Literatura chińska nie jest dobrze znana polskiemu czytelnikowi, przyznajmy to. Dlatego czytanie pisarzy pochodzących z Państwa Środka ma w sobie coś z podniecającej inicjacji. Liu Cixin to chiński pisarz, niezwykle popularny, który w swej ojczyźnie został dosłownie obsypany nagrodami. Jego powieści są lubiane i czytane oraz tłumaczone na języki. W 2015 roku został on laureatem ważnej w świecie fantastyki nagrody Hugo za powieść The Three-Body Problem – pierwszą częścią trylogii, która teraz właśnie trafia do rąk polskiego odbiorcy. Czytelnik od pierwszych stron powieści wrzucony zostaje w wir historycznych wydarzeń i Liu Cixin nie szczędzi nam wstrząsających opisów z czasów chińskiej rewolucji kulturalnej. Kiedy jednak wejdziemy już w wykreowany przez pisarza świat i myślimy, że poznaliśmy jego mechanizmy, Liu Cixin odwraca akcję o 180 stopni i zmienia nagle reguły gry. Intuicyjnie szukamy więc klucza do powieści, używamy tradycyjnych instrumentów, usiłując przez cały czas zaklasyfikować powieść do jakiejś znanej nam już szufladki. Tymczasem autor zwodzi nas skutecznie, wymyka się naszym wysiłkom w poszukiwaniu schematów i to chyba największy komplement, jaki dziś można sprawić powieściom popularnym. Zachodnia popkultura zbyt często korzysta z tych samych szablonów – wszystkie kryminały wydają się do siebie podobne, książki fantastyczne korzystają z tych samych motywów, i tak dalej. Problem trzech dział to z tego punktu widzenia książka niepodobna do innych, i dlatego tak dobrze się ją czyta. I dlatego tak trudno jest pisać mi jej recenzję – cokolwiek konkretnego napiszę, boję się, że zepsuję czytelnikom zabawę, dlatego pozostanę przy dość ogólnych stwierdzeniach.
Źródło: Rebis
Nie oczekujcie wielkiej literatury, lecz dobrej zabawy. Technicznie to książka dość nierówna, choć być może i pod tym względem nasze zachodnie rozumienie teorii literatury skazuje nas na odwoływanie się wciąż do tych samych szablonów. Autor Problemu trzech ciał po prostu korzysta ze wszystkich dostępnych mu literacko narzędzi, narracja mieni się zatem intensywnie wieloma barwami – czasem przybiera kształt filozoficzno-naukowej przypowieści, a czasem w nasycony akcją kryminał. Godna podziwu jest znajomość matematyki i fizyki pisarza. Przed laty pracował on jako inżynier w elektrowni w Yangquan, w Shanxi, co przydaje powieści dodatkowej wartości.
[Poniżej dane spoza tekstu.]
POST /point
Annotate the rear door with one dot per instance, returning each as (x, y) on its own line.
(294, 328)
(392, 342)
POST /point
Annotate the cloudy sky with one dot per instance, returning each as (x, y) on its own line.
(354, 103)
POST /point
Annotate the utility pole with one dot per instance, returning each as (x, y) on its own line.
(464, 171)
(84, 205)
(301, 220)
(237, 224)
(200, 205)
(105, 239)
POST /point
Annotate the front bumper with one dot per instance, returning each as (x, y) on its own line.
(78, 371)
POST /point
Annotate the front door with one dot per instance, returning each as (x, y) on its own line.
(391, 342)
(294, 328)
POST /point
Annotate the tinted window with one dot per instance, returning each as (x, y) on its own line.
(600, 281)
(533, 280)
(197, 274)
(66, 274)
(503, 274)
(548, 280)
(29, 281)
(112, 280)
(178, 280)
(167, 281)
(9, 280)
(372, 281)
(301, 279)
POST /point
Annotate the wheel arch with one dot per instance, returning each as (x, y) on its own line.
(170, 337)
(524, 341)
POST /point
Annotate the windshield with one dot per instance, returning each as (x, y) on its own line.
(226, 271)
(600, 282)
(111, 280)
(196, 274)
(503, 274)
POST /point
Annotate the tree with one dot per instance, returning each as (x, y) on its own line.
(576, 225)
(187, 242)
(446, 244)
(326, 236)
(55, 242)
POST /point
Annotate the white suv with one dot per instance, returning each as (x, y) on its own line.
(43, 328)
W dość prosty sposób pisarz tłumaczy laikom zasady fizyki, używając do tego sporej wyobraźni oraz wiedzy praktycznej. Bardzo spodobał mi się sposób, w jaki Liu Cixin prowadzi czytelnika przez kolejne etapy rozwoju ludzkości – od pierwszych, matematycznych odkryć, przez wynalezienie komputera, aż po zaawansowane, współczesne teorie naukowe. Niech Was nie to nie zrazi, warto się skupić i podążyć za autorem, choćby po to, aby przeżyć świetną przygodę, dać się zaskoczyć, poczuć przyjemny dreszczyk emocji. Ważną wartością tej książki jest przybliżenie odbiorcom najnowszej historii Chin. Akcja książki dzieje na przestrzeni niemal sześćdziesięciu lat, od Rewolucji Kulturalnej po współczesne Chiny, o których wciąż wiemy niewiele. Jest to tym bardziej wartościowe, że polityka i historia ukazane są z punktu widzenia pojedynczych bohaterów, którzy może nie zapadają głęboko w pamięć, może nie reprezentują sobą wielkich osobowości, ale za to świetnie się nadają na pierwowzory dla postaci jakiegoś dobrze zrealizowanego filmu. Nie byłabym sobą, gdybym nie oceniła postaci kobiecych, ale i tutaj w zasadzie nie ma się do czego przyczepić. Liu Cixin to pisarz, który ogląda świat z różnych punktów widzenia, kobiety w powieści odgrywają więc bardzo ważną rolę. Problem trzech ciał to nie jest książka pozbawiona pewnych słabości, ale jej mocne strony zdecydowanie przeważają nad słabszymi, więc warto po nią sięgnąć, choćby po to, by dowiedzieć się, czym jest tytułowy, intrygujący problem trzech ciał.
To jest uproszczona wersja artykułu. KLIKNIJ aby zobaczyć pełną wersję (np. z galeriami zdjęć)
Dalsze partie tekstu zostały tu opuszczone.